The Mires

Three women give birth in different countries and different decades. In the near future, they become neighbours in a coastal town in Aotearoa New Zealand. Sera is the most recent arrival, having fled ecological devastation in Europe with her husband Adam and two-year-old Aliana. Janet has lived in the neighbourhood long enough to see the demographics change, but she’s never had refugee neighbours before, and isn’t sure how she feels about them. She lives alone until her adult son Conor returns unannounced, spending long hours holed up in Janet’s spare room online instead of finding a job. Single parent Keri has an uneasy friendship with her older neighbour, who likes to bring over produce from the garden and keep an eye what’s happening, but Keri can’t afford to say no to Janet’s gifts of food and she has her hands full with a teenager and a tearaway toddler. Her daughter, Wairere, is a strange and gifted child, always picking up on stuff that isn’t hers to worry about. And suddenly there’s a lot of stuff to worry about – people who have arrived in her world with terror either in their nightmares, in the pasts they’ve left behind, or, frighteningly, in the future they dream of.

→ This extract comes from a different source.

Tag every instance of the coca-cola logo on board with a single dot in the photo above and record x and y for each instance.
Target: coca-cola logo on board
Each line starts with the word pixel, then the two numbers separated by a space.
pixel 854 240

Behind these characters is a narrator who runs through all their lives, under their homes, into their pasts and futures. Layers of history are never far from under the characters’ feet as they make their own small journeys and marks on the land. Though they cross paths with forebears unknowingly, the narrator sees the people who have gone before and the devastating change that has already been wrought on a place that was once entirely wetlands.

Tina Makereti writes novels, short fiction and creative non-fiction. Her debut story collection, Once Upon a Time in Aotearoa (Huia Publishers 2010)won the Ngā Kupu Ora Māori Book Award for Fiction in 2011. In 2016 her story Black Milk won the Commonwealth Writers Short Story Prize for the Pacific Region. Her first novel, Where the Rēkohu Bone Sings (Vintage NZ, 2014) was longlisted for the Dublin Literary Award 2016 and also won the 2014 Ngā Kupu Ora Aotearoa Māori Book Award for Fiction. In 2009 she was the recipient of the Royal Society of New Zealand Manhire Prize for Creative Science Writing (non-fiction), and in the same year received the Pikihuia Award for Best Short Story Written in English. Tina’s second novel, The Imaginary Lives of James Pōneke, is about a young Māori man who was exhibited in the Egyptian Hall in London in the 1840s. Film rights have been optioned by Piki Films, the producers of Jojo Rabbit and Hunt for the Wilderpeople. Tina has been writer in residence at Randall Cottage, Wellington, and Weltkulturen Museum, Frankfurt. She is of Te Ātiawa, Ngāti Tūwharetoa, Ngāti Rangatahi-Matakore and Pākehā descent.